Dimanche de Pâques Année B

Mc 16, 1-8

Les « mourands » à l’heure du Vivant

Par le Père Pierre ABRY,

        « De grand matin, le premier jour de la semaine » les myrophores, portant leurs aro-mates, se rendent au tombeau, « comme le soleil venait à peine de se lever. » Il vient en effet de se lever, « l’Astre d’en haut, pour illuminer ceux qui demeurent dans les ténèbres et l’ombre de la mort » (Lc 1,79), le Christ ressuscité d’entre les morts. Elles se demandent qui leur « roulera la lourde pierre pour dégager l’entrée du tombeau. »

        Celui qui était confiné au tombeau n’est plus là. Il a laissé le linceul à sa place, affaissé et non défait, comme vidé de son contenu ; il entre au cénacle toutes portes verrouillées ; il chemine avec deux disciples vers Emmaüs, tout en apparaissant à Simon à Jérusalem. Libre de l’espace et du temps, il est présent à tout lieu et tout temps. Quel besoin y avait-il donc à rouler la pierre ? Elle laisse aux lourds cœurs de pierre la possibilité de l’incrédulité. D’autres lisent le signe : « Vous cherchez Jésus de Nazareth, le Crucifié ? Il n’est pas ici, il est ressuscité ! » Pourquoi chercher le Vivant parmi les morts ? Au Tabor déjà, après la transfiguration, les disciples se demandaient entre eux « ce que pouvait bien signifier ressusciter d’entre les morts. » (Mc 9,10) Nous avons autant de mal à rendre gloire à « Celui dont la puissance agissant en nous est capable de faire bien au-delà, infiniment au-delà de tout ce que nous pouvons demander ou concevoir » (Ep 3,20) : ressusciter les morts.

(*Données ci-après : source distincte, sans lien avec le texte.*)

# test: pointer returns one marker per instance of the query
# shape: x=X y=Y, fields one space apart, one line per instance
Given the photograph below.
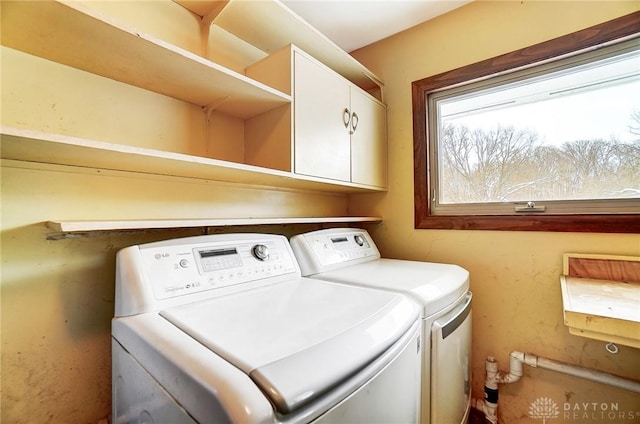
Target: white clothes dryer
x=223 y=329
x=349 y=256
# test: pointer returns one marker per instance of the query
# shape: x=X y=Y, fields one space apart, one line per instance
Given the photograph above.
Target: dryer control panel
x=160 y=273
x=323 y=250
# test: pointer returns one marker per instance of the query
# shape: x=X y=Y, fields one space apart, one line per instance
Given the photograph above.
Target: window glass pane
x=568 y=134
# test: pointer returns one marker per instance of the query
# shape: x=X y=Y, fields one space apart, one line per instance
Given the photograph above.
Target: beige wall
x=514 y=275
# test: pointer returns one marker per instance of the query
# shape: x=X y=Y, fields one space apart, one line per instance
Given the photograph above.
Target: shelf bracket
x=214 y=105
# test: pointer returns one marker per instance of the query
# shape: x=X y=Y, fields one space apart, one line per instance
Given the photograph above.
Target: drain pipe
x=489 y=405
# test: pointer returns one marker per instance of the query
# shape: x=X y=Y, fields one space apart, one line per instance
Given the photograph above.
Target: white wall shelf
x=74 y=35
x=270 y=25
x=72 y=229
x=37 y=147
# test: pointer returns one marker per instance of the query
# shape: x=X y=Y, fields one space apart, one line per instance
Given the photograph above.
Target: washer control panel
x=174 y=269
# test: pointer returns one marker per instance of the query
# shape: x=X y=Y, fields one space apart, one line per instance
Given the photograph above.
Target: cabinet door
x=321 y=141
x=368 y=141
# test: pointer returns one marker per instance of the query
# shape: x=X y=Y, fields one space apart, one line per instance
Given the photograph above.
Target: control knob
x=260 y=252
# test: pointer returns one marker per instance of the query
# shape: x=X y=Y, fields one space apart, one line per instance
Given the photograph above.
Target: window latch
x=529 y=207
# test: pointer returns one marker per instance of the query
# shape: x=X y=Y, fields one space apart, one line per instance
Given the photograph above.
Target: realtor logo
x=544 y=408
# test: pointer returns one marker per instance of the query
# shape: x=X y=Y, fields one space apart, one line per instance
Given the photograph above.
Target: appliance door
x=392 y=395
x=451 y=365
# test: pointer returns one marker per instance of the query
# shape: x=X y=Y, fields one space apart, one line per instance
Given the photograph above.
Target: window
x=550 y=141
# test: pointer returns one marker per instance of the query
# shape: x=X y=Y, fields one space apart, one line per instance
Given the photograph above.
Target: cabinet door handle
x=346 y=117
x=354 y=122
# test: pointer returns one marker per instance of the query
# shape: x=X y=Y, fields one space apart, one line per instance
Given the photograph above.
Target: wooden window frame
x=589 y=38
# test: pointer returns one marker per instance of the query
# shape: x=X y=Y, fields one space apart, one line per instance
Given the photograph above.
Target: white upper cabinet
x=322 y=114
x=368 y=141
x=340 y=130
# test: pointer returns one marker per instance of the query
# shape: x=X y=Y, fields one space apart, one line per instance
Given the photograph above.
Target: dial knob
x=260 y=252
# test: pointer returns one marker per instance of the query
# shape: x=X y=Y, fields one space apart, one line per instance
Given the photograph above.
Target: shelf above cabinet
x=270 y=26
x=33 y=146
x=76 y=36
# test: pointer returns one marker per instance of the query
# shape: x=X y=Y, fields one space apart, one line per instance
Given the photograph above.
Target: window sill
x=627 y=223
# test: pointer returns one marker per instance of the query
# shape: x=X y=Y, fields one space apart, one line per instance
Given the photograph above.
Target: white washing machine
x=350 y=256
x=223 y=329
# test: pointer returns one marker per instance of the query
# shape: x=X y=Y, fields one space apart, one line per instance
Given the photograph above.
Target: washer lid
x=299 y=338
x=434 y=286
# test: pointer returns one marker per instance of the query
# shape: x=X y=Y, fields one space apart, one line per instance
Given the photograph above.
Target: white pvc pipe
x=489 y=405
x=578 y=371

        Le Ressuscité est Le Vivant. Il ne s’agit en rien d’une réanimation aux bons soins intensifs du Père ; ni d’une dématérialisation, comme de mode, ne laissant subsister qu’un message sans support ; moins encore d’une augmentation biotechnologique transhumaniste. Non, en Christ ressuscité se donne une mutation radicale, un nouvel état de la matière, une assomption de la matière par l’Esprit qui se répercute sur l’homme et le cosmos entier. Nous nous disons vivants, le sommes-nous ? Ce participe présent ressemble bien souvent à un état d’absence. Comme un confirmand doit recevoir la confirmation d’un confirmant pour être confirmé, je suis un « mourand » qui en son heure sera mourant, puis mort confirmé dans les statistiques. A moins que, greffé par le baptême sur Le Vivant, je ne sois un « ressuscitand », en processus de résurrection en attendant d’être ressuscité. Alors, « ce n’est plus moi qui vis, mais le Christ qui vit en moi. » (Ga 2,20) Je ne vis plus selon mon « moi », ses désirs et ses peurs, circonscrit dans l’espace et limité dans le temps. Christ ressuscité, Le Vivant est ma vie, mon « moi », en qui s’ouvre une dimension nouvelle de l’espace/temps, la Galilée des nations, où advient le Royaume par l’annonce de la résurrection. C’est là précisément qu’il se donne à voir.